Health planning for large public events
Mass gatherings – including large sports competitions, and political, religious, cultural and artistic events – draw large crowds. They can be settings for disease outbreaks and other health problems, and may promote unhealthy products and result in unhealthy behaviour. All this can stress the public health system and resources of host countries.
Many large public events are taking place in the WHO European Region in 2012, including the Eurovision Song Contest in Azerbaijan, the UEFA European Football Championship (EURO 2012) hosted by Poland and Ukraine, and the Olympic and Paralympic Games in London, United Kingdom.
Working with partners, WHO has produced health advice for people attending such mass gatherings, and supports national authorities in preparing for them. The goal is to make large international events safe from public health risks.
WHO and the Health Protection Agency (HPA) of the United Kingdom cooperated to provide health advice to physicians for teams taking part in EURO 2012 or in the Olympics. HPA has also produced guidance for travellers to London during the Olympics, alongside the WHO/Europe health recommendations for travellers to EURO 2012 discussed below.
Challenges of mass gatherings
Mass gatherings present complex challenges to governments. The influx of large numbers of people, often from different countries and cultures, and the infrastructural changes needed to support them can severely strain public health systems and services, compromising countries’ ability to detect problems and respond effectively. These challenges include: ¨
increased travel to and from the events or various event locations;
communication of risks to multinational participants;
stretching of health systems, which may have to operate for long periods at surge capacity;
difficulties in implementing business-as-usual health measures;
high visibility and pressure, especially for widely broadcast events; and
possible increase of unhealthy behaviours among attendees.
Countries and organizers must conduct early risk assessment, planning and system enhancement to identify potential public health risks, both natural and man-made, and prevent, minimize and respond to public health emergencies. Such work may also help to strengthen health systems’ emergency preparedness as a whole (through an all-hazard approach to preparedness planning) and support the implementation of the International Health Regulations (IHR).
The action taken to capitalize on the opportunities presented by hosting mass gatherings can have a valuable legacy: a sustainable positive impact on public health systems. This is the cornerstone of WHO’s involvement in mass gatherings.
Preparedness for a mass gathering requires coordination between the sectors and levels in the host country, and with other countries and international institutions in the Region, such as the European Union and the European Centre for Disease Prevention and Control (ECDC).
WHO/Europe supports countries by providing advice and technical assistance on health protection and planning, disease prevention, and alert and response measures for mass gatherings.

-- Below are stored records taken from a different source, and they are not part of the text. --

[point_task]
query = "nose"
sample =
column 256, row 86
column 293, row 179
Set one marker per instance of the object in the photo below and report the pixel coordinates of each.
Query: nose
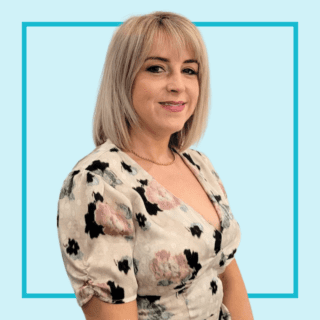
column 175, row 82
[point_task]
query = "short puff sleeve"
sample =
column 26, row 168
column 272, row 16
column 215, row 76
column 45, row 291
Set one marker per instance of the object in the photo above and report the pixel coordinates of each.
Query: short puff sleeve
column 96, row 236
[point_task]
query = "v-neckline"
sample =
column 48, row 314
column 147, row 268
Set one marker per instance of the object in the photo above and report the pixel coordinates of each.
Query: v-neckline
column 198, row 177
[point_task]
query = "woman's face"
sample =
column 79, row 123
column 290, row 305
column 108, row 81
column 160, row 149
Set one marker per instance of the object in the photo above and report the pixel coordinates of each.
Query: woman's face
column 159, row 81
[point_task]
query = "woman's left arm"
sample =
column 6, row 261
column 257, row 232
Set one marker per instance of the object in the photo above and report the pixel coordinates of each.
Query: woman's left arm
column 235, row 296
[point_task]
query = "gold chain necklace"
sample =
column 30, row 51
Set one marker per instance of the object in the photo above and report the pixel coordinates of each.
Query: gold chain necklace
column 156, row 162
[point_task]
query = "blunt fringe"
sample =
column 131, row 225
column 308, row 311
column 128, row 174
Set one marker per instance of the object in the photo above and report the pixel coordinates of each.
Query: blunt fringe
column 130, row 45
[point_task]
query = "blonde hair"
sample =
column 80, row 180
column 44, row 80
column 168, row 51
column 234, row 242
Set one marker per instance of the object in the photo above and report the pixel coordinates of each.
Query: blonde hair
column 132, row 41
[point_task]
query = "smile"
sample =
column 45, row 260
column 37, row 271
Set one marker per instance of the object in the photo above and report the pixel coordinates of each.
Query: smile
column 173, row 108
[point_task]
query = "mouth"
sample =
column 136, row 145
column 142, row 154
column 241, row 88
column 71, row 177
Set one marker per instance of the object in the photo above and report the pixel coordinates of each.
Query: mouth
column 173, row 103
column 173, row 107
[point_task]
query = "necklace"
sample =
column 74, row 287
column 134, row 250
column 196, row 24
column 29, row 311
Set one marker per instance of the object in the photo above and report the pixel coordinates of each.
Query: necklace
column 156, row 162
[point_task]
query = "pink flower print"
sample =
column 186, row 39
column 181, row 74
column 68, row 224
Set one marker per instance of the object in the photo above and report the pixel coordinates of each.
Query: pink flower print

Specific areas of WHO support include:
all-hazard risk assessment and response: correct standards for risk assessment, surveillance and response, including outbreak management, infection control and vaccination;
emergency medical services and hospitals: plans to manage mass casualties or fatalities and prepare for emergencies in the community, as well as at event venues and related locations (such as fan zones);
laboratory capacity: ensuring adequate diagnostic capacities (including human resources and reagents) and transport procedures;
travel medicine: procedures to provide updated health advice and vaccination guidance for visitors on vaccinations, food and water safety, and other information, including emergency contact numbers;
promotion of healthy behaviours: activities before and during mass gatherings to encourage, for example, increased physical activity, cessation of tobacco use, avoidance of excess alcohol and using safe sex practices.
In addition, countries need to build preparedness for public health emergencies of international concern, as defined by the IHR. They may need to strengthen core capacities, such as managing points of entry and disease surveillance.